'Cause my mother called a couple of days ago to tell me of a dream she had about me, and it was a doozy!
Here it goes: I was getting married, see (ha--fat chance), and had asked her to stand up with me, and because it was a morning wedding, I wanted her to wear lingerie. (But of course. What else would one wear to a "morning" wedding?) Well, she didn't have any lingerie she thought was appropriate (go ahead and try to imagine the lingerie that WOULD be appropriate for a 67-year-old woman to wear at her daughter's wedding--I'll wait), and she was very stressed about it. At some point while she was fretting about her lack of suitable garments, I showed up, dressed for the wedding, in a bright purple outfit that included a little jacket. "Oh, she's wearing purple...then I should wear white." (Because of course the only thing less appropriate than wearing lingerie to your daughter's wedding is wearing white to your daughter's wedding.) The jacket kept falling open, and she noticed with horror that it exposed my boobs. My HAIRY boobs. Yes, you heard that right (and you really must imagine my mother giggling insanely as she related this point)--my boobs were hairy. She kept trying to subtly reach over and close the jacket so nobody could see them, but apparently I had no such qualms re: the display of the hairy boobs and kept slapping her hands away.
Her question to me (and now my question to you): "What the heck do you suppose THAT means?"
Come on, throw some interpretations at me. The more entertaining the better.
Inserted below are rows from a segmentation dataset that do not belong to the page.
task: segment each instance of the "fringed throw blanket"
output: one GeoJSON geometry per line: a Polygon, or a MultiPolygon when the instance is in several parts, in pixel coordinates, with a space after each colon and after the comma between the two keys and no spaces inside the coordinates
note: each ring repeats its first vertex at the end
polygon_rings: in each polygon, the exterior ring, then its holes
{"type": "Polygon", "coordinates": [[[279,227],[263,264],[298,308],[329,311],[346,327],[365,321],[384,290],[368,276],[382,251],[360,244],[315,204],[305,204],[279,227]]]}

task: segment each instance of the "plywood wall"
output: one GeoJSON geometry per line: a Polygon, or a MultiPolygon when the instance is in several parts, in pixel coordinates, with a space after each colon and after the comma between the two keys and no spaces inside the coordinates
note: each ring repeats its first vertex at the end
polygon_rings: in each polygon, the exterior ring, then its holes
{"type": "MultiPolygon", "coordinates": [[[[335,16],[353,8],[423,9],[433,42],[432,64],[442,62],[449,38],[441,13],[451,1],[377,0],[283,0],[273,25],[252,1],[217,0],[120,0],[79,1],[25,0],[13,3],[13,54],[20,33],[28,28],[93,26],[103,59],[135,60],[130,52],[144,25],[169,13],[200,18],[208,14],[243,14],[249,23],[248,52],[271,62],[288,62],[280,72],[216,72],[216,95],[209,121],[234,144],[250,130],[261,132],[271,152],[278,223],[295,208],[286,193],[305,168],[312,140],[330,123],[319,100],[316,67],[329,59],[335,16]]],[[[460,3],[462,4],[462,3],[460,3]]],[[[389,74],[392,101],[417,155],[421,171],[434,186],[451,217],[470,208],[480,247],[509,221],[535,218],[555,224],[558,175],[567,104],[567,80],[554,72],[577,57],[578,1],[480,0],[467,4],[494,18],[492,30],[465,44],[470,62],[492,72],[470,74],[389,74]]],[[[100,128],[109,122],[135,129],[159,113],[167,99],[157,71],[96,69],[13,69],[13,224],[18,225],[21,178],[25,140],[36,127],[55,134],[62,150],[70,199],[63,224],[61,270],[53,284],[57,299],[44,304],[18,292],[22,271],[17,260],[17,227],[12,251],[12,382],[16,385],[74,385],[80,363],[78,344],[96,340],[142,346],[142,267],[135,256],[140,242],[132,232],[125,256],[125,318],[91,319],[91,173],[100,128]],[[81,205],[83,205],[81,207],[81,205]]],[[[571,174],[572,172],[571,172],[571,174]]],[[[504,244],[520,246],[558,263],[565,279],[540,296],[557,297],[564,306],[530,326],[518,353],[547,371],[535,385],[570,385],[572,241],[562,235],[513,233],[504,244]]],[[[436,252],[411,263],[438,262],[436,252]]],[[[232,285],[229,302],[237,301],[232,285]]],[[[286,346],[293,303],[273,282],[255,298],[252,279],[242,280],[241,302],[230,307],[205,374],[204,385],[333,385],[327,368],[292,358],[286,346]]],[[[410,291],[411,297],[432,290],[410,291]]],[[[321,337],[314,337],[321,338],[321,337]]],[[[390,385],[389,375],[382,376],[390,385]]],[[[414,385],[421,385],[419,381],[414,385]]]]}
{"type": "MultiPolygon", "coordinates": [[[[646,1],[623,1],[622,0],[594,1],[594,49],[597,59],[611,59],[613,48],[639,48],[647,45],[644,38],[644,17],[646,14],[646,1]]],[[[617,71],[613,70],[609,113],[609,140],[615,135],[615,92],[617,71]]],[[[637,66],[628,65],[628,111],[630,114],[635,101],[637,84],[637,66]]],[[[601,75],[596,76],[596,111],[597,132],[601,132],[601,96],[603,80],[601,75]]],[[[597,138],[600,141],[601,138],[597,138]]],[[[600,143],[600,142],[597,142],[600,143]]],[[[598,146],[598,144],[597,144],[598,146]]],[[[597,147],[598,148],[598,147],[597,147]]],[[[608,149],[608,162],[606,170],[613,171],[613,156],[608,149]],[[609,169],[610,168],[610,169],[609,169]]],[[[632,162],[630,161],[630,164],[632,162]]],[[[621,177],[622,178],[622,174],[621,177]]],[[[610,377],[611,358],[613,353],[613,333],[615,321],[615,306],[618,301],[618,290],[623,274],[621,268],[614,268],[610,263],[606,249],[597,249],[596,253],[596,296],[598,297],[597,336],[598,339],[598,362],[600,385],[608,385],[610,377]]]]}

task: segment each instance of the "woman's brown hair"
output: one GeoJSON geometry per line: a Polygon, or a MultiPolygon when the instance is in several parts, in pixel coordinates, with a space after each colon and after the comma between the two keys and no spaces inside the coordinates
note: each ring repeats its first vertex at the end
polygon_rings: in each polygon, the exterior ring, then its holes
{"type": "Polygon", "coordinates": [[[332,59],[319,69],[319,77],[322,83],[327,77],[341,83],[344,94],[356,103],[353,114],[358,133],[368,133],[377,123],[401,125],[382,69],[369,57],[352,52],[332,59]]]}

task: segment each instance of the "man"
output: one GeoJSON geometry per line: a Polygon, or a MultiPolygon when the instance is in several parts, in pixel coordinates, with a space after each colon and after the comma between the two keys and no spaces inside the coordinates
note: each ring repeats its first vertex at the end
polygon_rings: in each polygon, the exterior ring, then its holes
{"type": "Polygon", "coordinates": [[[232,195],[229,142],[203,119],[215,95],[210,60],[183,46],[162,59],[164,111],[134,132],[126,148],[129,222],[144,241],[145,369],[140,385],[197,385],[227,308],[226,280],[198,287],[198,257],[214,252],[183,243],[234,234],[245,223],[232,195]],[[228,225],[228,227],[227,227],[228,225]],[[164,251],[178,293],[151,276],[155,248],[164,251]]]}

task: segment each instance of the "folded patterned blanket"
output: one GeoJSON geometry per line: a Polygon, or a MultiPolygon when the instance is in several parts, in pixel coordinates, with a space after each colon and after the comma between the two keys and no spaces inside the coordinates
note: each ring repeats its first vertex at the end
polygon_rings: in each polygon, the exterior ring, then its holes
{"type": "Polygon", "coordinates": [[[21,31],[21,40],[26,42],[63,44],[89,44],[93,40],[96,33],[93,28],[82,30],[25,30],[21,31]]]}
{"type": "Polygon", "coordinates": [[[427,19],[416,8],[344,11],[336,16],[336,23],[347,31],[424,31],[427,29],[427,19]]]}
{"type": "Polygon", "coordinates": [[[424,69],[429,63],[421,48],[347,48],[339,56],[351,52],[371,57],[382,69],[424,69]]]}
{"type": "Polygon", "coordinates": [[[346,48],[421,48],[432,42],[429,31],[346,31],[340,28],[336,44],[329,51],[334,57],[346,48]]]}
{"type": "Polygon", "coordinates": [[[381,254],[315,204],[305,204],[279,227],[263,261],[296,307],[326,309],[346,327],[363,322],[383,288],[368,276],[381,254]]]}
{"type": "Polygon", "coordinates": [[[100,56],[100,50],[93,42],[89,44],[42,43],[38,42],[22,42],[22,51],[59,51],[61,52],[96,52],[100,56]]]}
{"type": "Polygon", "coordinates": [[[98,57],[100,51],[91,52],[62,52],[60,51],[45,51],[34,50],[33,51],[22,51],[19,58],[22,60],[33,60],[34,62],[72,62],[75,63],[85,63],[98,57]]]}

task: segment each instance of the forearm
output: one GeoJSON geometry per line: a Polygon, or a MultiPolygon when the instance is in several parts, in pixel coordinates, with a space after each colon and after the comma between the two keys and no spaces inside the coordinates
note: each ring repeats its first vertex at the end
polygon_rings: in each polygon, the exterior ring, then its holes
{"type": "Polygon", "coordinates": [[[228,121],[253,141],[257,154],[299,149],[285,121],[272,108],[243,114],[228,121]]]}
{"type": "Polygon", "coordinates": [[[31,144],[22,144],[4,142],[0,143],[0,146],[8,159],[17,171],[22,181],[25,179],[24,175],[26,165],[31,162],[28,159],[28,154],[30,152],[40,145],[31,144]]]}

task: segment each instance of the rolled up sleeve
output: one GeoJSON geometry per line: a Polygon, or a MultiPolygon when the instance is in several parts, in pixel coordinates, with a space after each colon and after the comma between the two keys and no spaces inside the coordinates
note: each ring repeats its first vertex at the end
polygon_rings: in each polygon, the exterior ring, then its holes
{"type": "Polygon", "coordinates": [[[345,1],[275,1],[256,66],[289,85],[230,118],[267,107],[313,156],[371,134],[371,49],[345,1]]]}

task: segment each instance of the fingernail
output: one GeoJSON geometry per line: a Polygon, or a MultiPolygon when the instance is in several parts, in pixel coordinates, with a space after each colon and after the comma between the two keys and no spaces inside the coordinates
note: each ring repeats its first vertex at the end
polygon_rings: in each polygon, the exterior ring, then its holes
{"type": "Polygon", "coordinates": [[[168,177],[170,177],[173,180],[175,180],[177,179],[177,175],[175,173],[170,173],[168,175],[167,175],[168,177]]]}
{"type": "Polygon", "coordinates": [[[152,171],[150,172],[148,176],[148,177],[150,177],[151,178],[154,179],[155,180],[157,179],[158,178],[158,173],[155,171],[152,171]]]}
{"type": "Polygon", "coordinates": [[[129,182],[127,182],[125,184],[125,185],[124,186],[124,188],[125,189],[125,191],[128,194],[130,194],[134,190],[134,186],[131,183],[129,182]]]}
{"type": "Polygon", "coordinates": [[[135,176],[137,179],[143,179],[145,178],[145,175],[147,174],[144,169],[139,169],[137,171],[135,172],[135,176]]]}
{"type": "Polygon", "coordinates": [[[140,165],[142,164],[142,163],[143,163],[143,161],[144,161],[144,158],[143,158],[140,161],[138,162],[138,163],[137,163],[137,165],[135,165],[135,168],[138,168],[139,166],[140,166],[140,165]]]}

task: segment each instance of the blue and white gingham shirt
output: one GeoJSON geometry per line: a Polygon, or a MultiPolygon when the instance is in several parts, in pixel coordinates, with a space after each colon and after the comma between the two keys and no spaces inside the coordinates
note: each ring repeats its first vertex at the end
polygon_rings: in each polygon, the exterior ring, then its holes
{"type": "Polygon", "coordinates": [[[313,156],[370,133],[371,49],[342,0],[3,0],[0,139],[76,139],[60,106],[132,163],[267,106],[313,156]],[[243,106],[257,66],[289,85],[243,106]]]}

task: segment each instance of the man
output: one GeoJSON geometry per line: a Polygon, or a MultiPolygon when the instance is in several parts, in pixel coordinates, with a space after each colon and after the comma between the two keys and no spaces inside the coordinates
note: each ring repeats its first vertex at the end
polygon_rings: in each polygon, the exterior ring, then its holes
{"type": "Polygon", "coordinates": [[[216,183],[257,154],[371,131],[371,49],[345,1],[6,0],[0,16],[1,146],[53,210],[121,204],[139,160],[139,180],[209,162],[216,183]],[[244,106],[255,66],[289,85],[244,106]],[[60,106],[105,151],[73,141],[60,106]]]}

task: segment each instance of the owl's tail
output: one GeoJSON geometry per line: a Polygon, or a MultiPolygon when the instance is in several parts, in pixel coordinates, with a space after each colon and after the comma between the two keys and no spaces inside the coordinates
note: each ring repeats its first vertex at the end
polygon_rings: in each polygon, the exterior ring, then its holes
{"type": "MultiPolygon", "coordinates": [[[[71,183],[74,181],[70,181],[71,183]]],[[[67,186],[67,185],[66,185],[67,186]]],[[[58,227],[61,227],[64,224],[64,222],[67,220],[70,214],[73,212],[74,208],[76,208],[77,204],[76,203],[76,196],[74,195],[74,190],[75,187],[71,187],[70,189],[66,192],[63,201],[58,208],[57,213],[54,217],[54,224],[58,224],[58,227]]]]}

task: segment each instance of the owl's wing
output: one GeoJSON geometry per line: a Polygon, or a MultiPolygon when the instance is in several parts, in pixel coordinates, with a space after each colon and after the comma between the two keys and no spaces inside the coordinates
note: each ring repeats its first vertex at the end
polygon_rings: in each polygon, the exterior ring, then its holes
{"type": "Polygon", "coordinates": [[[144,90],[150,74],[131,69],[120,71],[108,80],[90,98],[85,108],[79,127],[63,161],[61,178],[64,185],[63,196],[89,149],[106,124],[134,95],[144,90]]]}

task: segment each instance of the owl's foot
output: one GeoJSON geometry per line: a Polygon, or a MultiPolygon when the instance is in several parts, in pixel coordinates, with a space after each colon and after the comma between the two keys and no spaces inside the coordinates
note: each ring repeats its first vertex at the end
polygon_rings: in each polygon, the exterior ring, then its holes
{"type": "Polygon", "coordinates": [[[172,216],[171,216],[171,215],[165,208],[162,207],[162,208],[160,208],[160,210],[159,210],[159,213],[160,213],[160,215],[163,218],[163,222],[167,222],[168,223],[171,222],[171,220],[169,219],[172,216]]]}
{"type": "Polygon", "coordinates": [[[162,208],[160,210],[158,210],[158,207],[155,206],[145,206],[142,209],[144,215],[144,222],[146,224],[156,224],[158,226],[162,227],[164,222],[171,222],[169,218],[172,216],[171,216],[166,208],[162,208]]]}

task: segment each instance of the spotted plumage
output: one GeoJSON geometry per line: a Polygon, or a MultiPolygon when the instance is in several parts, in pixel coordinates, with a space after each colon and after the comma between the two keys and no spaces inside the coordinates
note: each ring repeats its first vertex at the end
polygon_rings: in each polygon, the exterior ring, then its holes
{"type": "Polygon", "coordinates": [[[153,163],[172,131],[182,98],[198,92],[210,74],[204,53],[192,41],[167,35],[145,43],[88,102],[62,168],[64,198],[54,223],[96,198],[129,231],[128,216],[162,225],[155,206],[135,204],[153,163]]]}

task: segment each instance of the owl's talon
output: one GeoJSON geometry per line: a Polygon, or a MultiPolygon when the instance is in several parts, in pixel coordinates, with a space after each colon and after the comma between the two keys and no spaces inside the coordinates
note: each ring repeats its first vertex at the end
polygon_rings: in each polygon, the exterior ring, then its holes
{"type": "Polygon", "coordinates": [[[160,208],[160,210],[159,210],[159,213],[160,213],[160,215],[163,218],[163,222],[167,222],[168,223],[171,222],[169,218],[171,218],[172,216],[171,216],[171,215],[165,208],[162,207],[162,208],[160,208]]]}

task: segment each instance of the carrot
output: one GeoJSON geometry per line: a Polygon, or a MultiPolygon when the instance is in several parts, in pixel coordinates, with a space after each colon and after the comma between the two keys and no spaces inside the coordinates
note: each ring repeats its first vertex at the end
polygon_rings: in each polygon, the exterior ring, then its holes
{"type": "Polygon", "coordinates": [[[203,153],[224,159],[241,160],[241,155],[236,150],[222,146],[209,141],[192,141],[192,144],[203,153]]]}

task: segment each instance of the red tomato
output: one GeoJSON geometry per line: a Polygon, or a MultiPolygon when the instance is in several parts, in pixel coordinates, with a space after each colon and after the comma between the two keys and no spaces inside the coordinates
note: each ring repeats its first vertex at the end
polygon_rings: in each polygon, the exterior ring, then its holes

I could use some laughs.
'Cause I'm DEPRESSED. I'm dealing with it the best I can, but I am S-A-D SAD. Some time next week I will see New Guy for the last time. (The last time ever? Who knows. I don't know.) It does look like we may actually get a little alone time--his son is going to stay with his grandmother for a few days while New Guy packs and loads, and his teenaged stepson is going to come back with him to help, instead, and TS should be okay entertaining himself for a couple of hours while New Guy and I go to dinner or something. (I'm hoping for "something," myself.)
So, umm....maybe your dream interpretations on my impending nuptials should NOT include references to New Guy, 'kay?
And, in "creepy slackers next door" news, last night I was outside with Pudge about 10:30, when we heard the back gate next door creak open, and somebody in a dark hoodie slithered through to the back of the yard where the chairs are currently located under the trees. The yard is really, really dark, so I can only assume one of the dudes felt the need for a bit of late-night stargazing in his buddy's backyard. Pudge barked like crazy, as did every other dog within earshot, and I HOPE IT WOKE THEIR KIDS UP!!! (Is that hateful of me? I'm not wishing permanent distress on the kids, just that they made their parents' lives hell for a moment or two, before going peacefully back to sleep.) There were a couple of guys outside today when I went home for lunch, and when Pudge went crazy barking at them, for the first time, instead of saying "it's okay, boy" in a soothing tone, I said "Good boy!" And glared at the dudes.
This may soon require action on my part. Gah.